Em mais uma tentativa de segurar a inflação dos alimentos, o governo reduzirá a zero a alíquota de importação de duas matérias-primas usadas na fabricação de fertilizantes.
Governo facilita importação de ácido fosfórico e fosfato
Redação (08/05/2008)- O Ministério da Agricultura encaminhará à Câmara de Comércio Exterior (Camex) o pedido de redução temporária da Tarifa Externa Comum do Mercosul (TEC) de 4% sobre o ácido fosfórico e de 10% sobre o fosfato bicálcico. "Vamos incluir esses produtos na lista de exceção da TEC porque temos uma mudança da estrutura da demanda [por fertilizantes] e poucas alternativas de curto prazo", disse ontem o diretor de Assuntos Comerciais do ministério, Benedito Rosa, em audiência pública na Comissão da Agricultura da Câmara. "O cenário está ruim, mas pode piorar porque o consumo deve aumentar em um ritmo de 12% ao ano nos próximos três anos".

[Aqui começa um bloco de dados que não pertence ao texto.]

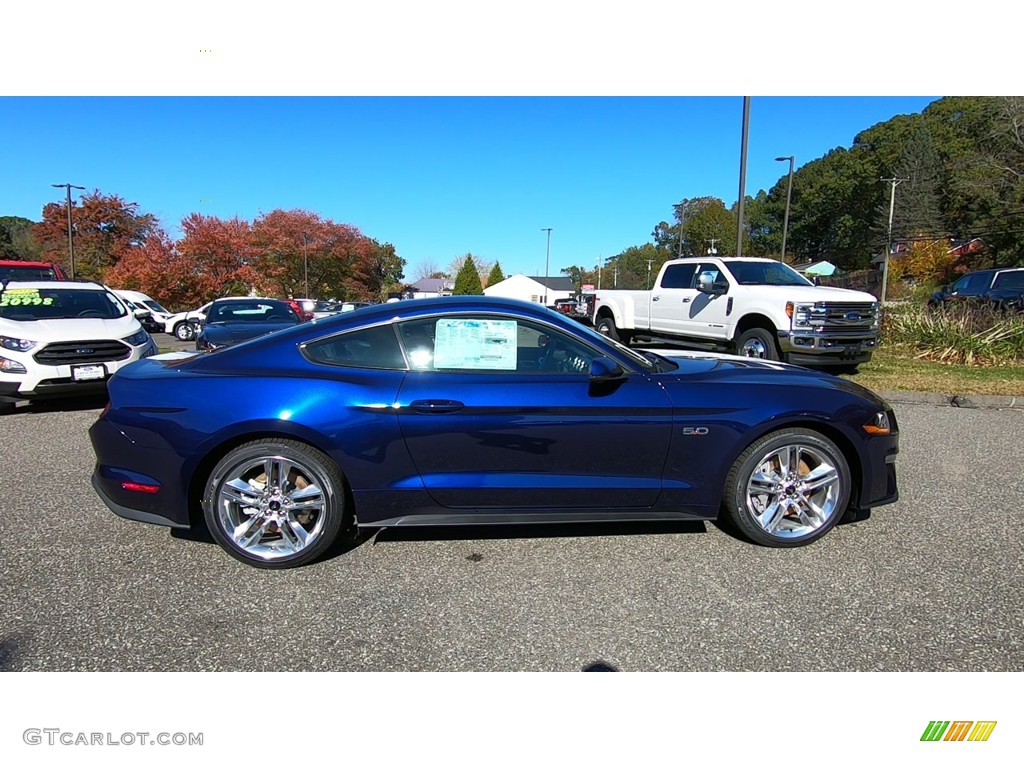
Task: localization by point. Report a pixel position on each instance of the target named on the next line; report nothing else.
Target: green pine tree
(497, 275)
(467, 282)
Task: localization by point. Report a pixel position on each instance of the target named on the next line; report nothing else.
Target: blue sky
(435, 176)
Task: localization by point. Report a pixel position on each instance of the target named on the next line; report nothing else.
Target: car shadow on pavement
(62, 404)
(531, 530)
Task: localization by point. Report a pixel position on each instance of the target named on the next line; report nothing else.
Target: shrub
(964, 335)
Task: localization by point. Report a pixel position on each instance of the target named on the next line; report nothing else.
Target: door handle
(435, 407)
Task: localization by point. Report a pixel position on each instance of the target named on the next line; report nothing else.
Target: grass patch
(900, 369)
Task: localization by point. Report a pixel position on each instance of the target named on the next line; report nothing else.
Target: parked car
(62, 339)
(157, 320)
(233, 321)
(480, 410)
(999, 288)
(183, 326)
(11, 269)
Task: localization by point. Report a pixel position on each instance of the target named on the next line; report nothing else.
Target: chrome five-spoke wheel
(274, 503)
(788, 488)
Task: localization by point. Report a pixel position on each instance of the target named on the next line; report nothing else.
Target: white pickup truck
(750, 306)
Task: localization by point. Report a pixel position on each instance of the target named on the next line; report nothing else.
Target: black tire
(606, 327)
(325, 513)
(758, 343)
(775, 506)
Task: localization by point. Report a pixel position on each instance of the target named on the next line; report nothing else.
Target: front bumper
(823, 349)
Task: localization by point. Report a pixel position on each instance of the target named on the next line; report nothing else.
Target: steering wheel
(572, 364)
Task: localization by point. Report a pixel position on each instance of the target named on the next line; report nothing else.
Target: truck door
(706, 314)
(671, 300)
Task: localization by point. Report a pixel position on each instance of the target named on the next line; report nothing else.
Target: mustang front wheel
(787, 488)
(275, 504)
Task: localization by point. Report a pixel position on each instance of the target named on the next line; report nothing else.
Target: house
(428, 288)
(532, 289)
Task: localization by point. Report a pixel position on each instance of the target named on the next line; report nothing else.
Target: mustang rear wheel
(787, 488)
(275, 503)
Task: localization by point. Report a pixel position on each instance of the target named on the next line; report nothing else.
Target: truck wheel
(757, 343)
(606, 327)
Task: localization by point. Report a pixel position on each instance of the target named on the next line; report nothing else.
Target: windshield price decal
(24, 297)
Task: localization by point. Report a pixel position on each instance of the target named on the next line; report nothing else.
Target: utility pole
(788, 197)
(305, 264)
(71, 239)
(889, 238)
(742, 177)
(547, 263)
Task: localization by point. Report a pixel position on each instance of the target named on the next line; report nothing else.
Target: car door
(672, 300)
(707, 314)
(500, 414)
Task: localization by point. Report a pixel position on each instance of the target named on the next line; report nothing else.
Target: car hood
(72, 328)
(731, 369)
(812, 294)
(232, 333)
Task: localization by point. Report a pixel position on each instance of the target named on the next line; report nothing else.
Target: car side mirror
(707, 284)
(603, 370)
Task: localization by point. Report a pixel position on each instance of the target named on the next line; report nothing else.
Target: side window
(679, 275)
(368, 347)
(491, 344)
(713, 270)
(1011, 281)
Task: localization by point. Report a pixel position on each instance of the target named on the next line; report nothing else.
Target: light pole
(71, 240)
(305, 264)
(788, 197)
(547, 263)
(889, 239)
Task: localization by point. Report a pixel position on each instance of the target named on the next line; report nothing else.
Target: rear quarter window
(369, 347)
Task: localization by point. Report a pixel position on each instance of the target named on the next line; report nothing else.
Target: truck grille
(73, 352)
(845, 315)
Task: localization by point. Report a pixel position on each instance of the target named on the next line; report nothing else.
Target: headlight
(137, 339)
(16, 345)
(879, 425)
(11, 367)
(805, 315)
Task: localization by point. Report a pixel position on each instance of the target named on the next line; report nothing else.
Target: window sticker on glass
(475, 344)
(24, 297)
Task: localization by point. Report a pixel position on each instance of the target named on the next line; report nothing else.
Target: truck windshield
(765, 273)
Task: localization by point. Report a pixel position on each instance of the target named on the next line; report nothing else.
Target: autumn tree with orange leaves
(104, 227)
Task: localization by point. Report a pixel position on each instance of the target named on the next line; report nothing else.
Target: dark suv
(1000, 288)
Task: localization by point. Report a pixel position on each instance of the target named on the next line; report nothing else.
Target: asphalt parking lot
(932, 583)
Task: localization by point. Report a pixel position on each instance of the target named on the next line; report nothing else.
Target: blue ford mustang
(477, 410)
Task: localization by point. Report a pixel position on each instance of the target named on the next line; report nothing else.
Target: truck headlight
(16, 345)
(804, 315)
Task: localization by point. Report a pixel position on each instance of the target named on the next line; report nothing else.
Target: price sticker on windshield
(24, 297)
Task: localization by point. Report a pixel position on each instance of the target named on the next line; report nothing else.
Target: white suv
(64, 338)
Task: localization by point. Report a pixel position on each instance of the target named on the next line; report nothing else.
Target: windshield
(251, 311)
(765, 273)
(8, 271)
(58, 303)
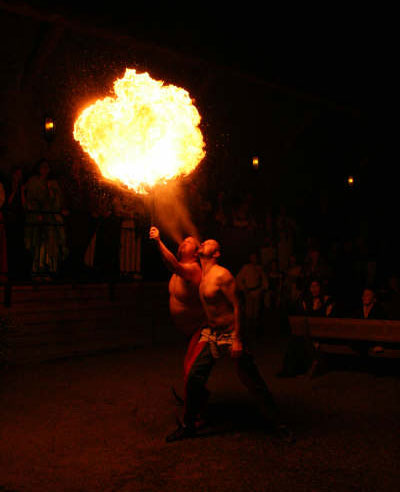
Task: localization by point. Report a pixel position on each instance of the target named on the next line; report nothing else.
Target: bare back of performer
(221, 335)
(184, 302)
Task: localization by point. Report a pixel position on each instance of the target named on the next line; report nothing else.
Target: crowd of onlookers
(67, 225)
(64, 222)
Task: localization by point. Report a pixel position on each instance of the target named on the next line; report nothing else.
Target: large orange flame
(146, 134)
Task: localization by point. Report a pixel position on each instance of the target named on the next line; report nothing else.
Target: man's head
(210, 249)
(188, 248)
(368, 297)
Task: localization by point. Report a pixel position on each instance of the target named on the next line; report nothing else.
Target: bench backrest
(346, 329)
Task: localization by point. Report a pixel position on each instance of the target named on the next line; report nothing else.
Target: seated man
(369, 309)
(222, 335)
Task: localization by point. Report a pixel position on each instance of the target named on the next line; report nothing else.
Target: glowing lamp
(49, 128)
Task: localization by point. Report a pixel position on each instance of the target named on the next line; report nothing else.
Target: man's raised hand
(154, 233)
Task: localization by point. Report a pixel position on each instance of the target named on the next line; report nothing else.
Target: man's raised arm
(187, 271)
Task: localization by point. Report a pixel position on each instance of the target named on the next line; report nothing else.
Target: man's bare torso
(218, 309)
(184, 304)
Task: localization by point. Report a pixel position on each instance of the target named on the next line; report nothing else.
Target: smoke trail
(172, 215)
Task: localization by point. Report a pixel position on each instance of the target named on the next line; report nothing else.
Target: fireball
(147, 133)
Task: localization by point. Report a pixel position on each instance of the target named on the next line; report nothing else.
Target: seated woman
(315, 303)
(301, 353)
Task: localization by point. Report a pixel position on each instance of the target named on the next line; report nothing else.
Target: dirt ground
(98, 423)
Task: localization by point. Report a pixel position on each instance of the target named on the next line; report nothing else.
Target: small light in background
(49, 128)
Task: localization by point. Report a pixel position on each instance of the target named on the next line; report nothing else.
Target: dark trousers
(198, 371)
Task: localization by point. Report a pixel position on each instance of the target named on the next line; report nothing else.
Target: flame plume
(145, 135)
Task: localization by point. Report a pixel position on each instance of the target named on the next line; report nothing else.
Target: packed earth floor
(98, 423)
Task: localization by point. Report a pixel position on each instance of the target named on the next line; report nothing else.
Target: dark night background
(310, 91)
(86, 368)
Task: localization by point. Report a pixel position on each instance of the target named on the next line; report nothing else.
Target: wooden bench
(339, 334)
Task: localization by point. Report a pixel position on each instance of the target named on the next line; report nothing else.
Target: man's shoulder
(222, 273)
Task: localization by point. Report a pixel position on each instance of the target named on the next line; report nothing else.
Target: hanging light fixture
(49, 128)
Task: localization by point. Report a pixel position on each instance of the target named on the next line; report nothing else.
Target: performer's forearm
(237, 328)
(168, 258)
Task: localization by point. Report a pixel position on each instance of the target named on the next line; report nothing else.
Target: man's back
(218, 308)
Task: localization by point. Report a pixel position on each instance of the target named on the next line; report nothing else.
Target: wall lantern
(49, 128)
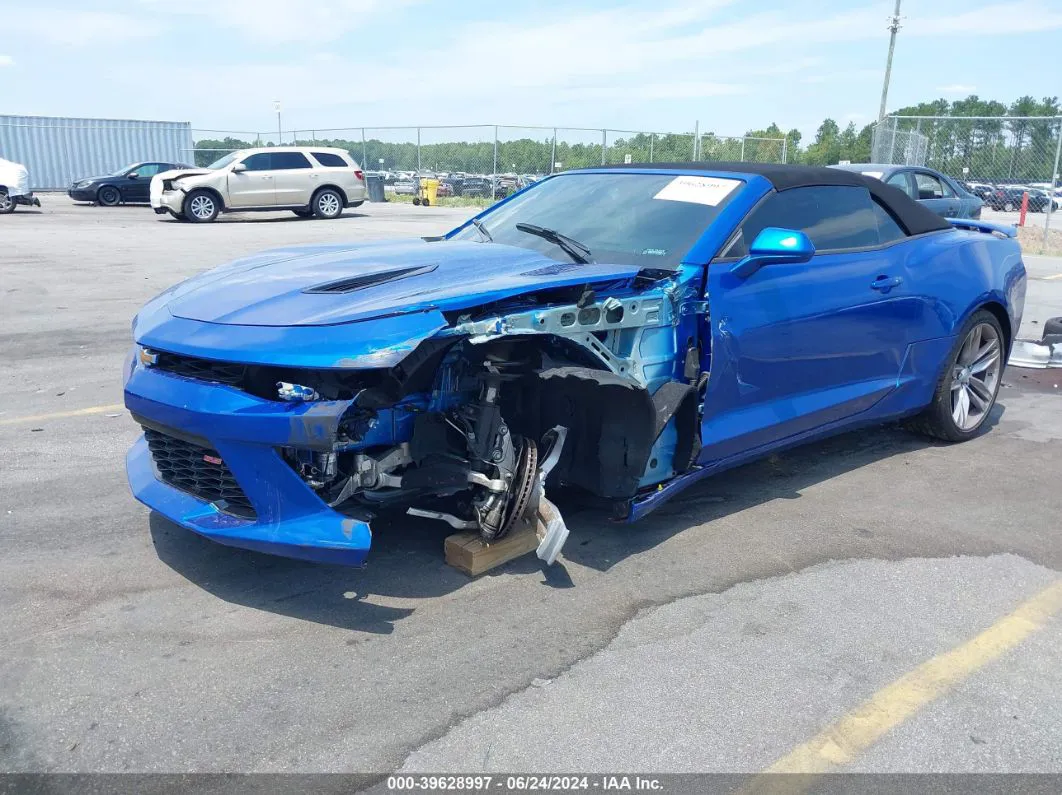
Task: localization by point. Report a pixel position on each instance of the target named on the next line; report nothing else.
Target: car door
(137, 183)
(294, 178)
(931, 194)
(254, 186)
(799, 346)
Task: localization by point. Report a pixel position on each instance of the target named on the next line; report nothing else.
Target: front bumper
(291, 520)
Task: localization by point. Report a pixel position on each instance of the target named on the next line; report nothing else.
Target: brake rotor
(523, 488)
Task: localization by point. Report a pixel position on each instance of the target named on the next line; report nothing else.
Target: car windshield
(644, 220)
(223, 161)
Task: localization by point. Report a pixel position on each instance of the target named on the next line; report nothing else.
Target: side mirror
(774, 246)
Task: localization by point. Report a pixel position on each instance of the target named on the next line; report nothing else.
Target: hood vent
(353, 283)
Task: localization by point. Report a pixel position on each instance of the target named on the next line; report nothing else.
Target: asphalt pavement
(723, 633)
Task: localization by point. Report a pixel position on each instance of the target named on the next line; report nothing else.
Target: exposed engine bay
(474, 426)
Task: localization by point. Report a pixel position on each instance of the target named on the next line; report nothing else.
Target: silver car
(308, 180)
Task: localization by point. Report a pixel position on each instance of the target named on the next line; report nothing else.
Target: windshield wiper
(571, 246)
(482, 229)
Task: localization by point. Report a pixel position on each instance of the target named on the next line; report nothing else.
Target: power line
(893, 27)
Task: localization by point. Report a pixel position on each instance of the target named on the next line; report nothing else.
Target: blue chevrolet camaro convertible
(618, 331)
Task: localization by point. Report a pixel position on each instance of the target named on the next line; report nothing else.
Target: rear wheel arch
(1000, 314)
(336, 188)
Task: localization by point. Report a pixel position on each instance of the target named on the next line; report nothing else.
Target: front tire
(968, 389)
(201, 207)
(108, 196)
(327, 204)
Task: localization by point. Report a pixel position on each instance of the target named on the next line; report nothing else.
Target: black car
(937, 191)
(131, 184)
(1010, 199)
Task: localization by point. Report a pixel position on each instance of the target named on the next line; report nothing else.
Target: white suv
(308, 180)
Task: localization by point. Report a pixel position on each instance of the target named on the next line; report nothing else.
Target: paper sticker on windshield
(709, 190)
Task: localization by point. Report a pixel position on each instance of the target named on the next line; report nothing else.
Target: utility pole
(893, 27)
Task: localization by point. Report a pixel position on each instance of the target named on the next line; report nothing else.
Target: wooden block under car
(468, 552)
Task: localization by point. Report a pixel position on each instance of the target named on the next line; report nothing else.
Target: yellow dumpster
(428, 193)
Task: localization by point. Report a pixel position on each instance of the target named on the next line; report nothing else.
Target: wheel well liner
(610, 421)
(1000, 314)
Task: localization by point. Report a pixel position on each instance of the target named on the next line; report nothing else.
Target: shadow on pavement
(407, 557)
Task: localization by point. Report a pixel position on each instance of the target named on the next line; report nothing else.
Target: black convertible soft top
(914, 218)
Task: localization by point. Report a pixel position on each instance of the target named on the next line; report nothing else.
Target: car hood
(177, 173)
(330, 284)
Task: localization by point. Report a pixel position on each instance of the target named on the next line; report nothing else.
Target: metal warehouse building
(57, 151)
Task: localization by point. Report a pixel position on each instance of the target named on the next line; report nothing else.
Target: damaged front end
(472, 425)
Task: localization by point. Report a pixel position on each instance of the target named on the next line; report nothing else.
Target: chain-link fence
(1005, 160)
(497, 151)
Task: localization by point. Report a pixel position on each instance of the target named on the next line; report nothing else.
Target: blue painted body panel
(794, 351)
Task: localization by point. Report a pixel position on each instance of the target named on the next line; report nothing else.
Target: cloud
(279, 20)
(73, 28)
(1017, 16)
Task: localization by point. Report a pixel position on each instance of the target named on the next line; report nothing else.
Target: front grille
(202, 369)
(186, 466)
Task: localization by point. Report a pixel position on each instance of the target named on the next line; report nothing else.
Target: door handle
(885, 283)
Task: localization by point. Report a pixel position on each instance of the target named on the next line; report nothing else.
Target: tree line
(992, 148)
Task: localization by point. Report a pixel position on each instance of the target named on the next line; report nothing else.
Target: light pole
(893, 27)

Quarto maior consumidor mundial de fertilizantes, o Brasil pode sofrer um desabastecimento de matérias-primas usadas por misturadoras de adubo que atuam no mercado interno. "Podemos, sim, ter deficiências de abastecimento, coisa que nunca ocorreu antes", afirmou o presidente da Associação Nacional para Difusão de Adubos (Anda), Mário Barbosa Neto.
As questões centrais são, segundo ele, os subsídios à compra de fertilizantes por países concorrentes, a proibição da exportação dos produtos pela China e Rússia e o aumento dos custos para a produção de fertilizantes e fretes marítimos. O Brasil demanda 13% e produz apenas 1% do fósforo necessário para suprir lavouras e rebanhos. As empresas que atuam no país prevêem elevar a produção em três milhões de toneladas nos próximos três anos, mas ainda assim o cenário é perigoso. "O consumo mundial deve crescer 41% até 2014 e os preços do potássio devem ultrapassar os US$ 1 mil em pouco tempo", previu Barbosa Neto. Os aumentos expressivos dos custos de produção das lavouras podem levar a mais inflação de alimentos, já que as indústrias tendem a repassar aos preços finais a forte elevação dos preços internacionais das matérias-primas. "Há uma deficiência na oferta interna e houve uma explosão nos preços lá fora nos últimos 12 meses", confirmou o diretor de Economia Agrícola do ministério, Wilson Vaz de Araújo. A nova safra, que começa a ser plantada em setembro, registrará um relevante aumento nos custos de produção, sobretudo de fertilizantes e defensivos, segundo Araújo. "E os recursos para financiar a produção são escassos e caros", concluiu.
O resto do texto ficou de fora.